The clip is an eye-opener - “identity theft on a grand scale”. In this episode, the girl gives her passport number and bank statements, which allow the hustlers to apply for mortgages, credit cards, duplicate passports, and birth certificates all in her name. She is not alone, as the other job seekers give their details without question, assuming that the recruitment agency is on their side. The staffing industry is very fragmented with the majority of recruitment companies doing less than $2 million in revenue. With so many small, owner-operated agencies, it is difficult to know who you can trust.

What The Real Hustle describes as “a steady stream of job seekers all willing to divulge their personal details” exists on the internet on a scale a million times larger. Due to the lower barrier to entry for online recruitment sites, without the need to rent an office or put on a suit, the online jobs market is even more fragmented and inherently less trustworthy. Even the most “legit” job sites have shown that, even if they do have your best interests in mind, they do not always take the steps necessary to protect your identity.
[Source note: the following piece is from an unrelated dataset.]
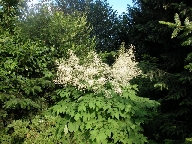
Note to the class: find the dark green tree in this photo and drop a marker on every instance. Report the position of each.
(164, 60)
People often underestimate the value of information, but even something as inconspicuous as a maiden name is sometimes used as a password for banking. In this video, the girl is asked to choose a 4-digit pin number as part of her application, and she uses the same one as on her bank card. This is often the case with the passwords people choose online. Bad practices, such as storing plain-text passwords, are always going to exist; improving awareness is the key for now.